Unfortunately, the intensity of natural resources consumed and of pollutants discharged are not yet falling as fast as production is rising. The result will be the continuing rapid depletion of natural resources and degradation of the environment, and increasing risk to human health. Under those conditions, the faster economic growth occurs, the worse the problem will become. Many areas face an environmental disaster from what may seem like an economic success, but is an inherently unseasonable condition.

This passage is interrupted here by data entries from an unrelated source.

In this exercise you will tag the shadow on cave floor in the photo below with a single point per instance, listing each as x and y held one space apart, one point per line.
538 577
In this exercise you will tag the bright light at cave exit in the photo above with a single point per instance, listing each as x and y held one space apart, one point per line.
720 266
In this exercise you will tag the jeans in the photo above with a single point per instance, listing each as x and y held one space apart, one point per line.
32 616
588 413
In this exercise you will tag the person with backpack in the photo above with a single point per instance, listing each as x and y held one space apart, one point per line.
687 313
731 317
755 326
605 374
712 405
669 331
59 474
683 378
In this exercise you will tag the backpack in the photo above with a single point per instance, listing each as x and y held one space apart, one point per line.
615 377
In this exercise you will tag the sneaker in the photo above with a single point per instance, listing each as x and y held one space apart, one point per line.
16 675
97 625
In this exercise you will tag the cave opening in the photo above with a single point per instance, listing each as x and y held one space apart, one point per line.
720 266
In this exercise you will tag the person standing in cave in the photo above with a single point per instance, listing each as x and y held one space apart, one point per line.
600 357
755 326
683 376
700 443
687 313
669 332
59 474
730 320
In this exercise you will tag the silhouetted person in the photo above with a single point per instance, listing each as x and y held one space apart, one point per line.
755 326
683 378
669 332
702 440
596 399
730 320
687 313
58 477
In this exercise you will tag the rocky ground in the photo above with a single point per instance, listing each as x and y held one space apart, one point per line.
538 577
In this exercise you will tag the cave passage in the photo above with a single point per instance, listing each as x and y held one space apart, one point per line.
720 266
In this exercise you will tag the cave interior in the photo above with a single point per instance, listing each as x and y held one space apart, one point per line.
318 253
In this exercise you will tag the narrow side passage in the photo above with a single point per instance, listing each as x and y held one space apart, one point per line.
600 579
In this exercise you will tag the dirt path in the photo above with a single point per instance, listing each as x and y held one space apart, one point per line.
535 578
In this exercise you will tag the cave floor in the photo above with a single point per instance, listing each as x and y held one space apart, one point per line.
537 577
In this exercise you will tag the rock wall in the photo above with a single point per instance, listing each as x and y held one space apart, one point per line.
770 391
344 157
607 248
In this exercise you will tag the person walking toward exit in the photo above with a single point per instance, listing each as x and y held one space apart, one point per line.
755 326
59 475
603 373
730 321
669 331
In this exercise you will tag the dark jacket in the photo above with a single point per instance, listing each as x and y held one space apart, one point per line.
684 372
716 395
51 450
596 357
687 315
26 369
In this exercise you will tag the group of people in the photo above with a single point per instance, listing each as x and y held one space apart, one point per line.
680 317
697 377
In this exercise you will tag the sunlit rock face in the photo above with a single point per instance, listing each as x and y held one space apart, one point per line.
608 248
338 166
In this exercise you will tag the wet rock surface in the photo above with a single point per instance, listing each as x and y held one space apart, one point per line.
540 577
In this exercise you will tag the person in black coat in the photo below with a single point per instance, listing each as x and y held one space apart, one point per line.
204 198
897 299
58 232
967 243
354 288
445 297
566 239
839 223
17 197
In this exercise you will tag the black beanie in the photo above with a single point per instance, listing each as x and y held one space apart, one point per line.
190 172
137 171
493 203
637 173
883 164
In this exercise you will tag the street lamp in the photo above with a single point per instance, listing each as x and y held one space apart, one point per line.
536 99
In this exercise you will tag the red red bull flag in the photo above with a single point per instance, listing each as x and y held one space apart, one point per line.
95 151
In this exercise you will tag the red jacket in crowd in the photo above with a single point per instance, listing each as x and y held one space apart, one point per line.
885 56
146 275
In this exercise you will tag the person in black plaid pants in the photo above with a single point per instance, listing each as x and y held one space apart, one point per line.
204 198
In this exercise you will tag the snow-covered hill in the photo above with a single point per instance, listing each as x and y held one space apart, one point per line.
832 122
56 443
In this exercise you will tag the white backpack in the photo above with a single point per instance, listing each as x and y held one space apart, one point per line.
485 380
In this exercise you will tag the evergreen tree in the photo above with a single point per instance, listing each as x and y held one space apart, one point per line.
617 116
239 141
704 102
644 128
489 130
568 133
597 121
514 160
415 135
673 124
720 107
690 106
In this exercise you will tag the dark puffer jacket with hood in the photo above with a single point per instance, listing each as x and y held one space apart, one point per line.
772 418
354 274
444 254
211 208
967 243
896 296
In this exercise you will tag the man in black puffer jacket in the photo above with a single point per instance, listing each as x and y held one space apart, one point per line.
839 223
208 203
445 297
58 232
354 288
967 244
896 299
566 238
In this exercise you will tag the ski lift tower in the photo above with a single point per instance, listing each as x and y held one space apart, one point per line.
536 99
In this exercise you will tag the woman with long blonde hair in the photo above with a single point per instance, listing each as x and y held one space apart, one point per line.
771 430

Changing this pattern requires a coherent national strategy that encompasses not only industry, but all sectors, public and private, whose activities have an impact on the environment or consume natural resources, or which can help to influence the behavionr of those who directly impact the environment. It requires commitment from government at the highest levels and the mainstreaming of concern for CP in public policy at all levels and in all sectors. Finally, it requires careful planning for actions to change the behavionr of enterprises and organizations, voluntarily, toward greater production efficiency. These actions must be carefully selected on the basis of the national strategy, achieve synergy through collaboration among sectors, and be supported by public policy and strong leadership.
Developing a workable strategy and action plan requires the collaboration of many sectors of government, business and the community. Representatives of different perspectives and interests must come together to discover their common interests in achieving CP and how the nation as a whole and the agenda of each stockholder can benefit from national progress toward CP.
They must then examine how each can contribute to a combined and integrated plan to achieve CP nationally, and work to integrate principles of CP into policy and programmes at all levels and in all sectors of activity. It is a long process, but the future cost to the nation of continuing in existing patterns of increasing industrial pollution and depletion of natural resources, accelerated by economic growth, is unacceptable. This is a truly national issue, cutting across all dimensions of governmental responsibility for the future welfare of the nation and its people, the release said in conclusion.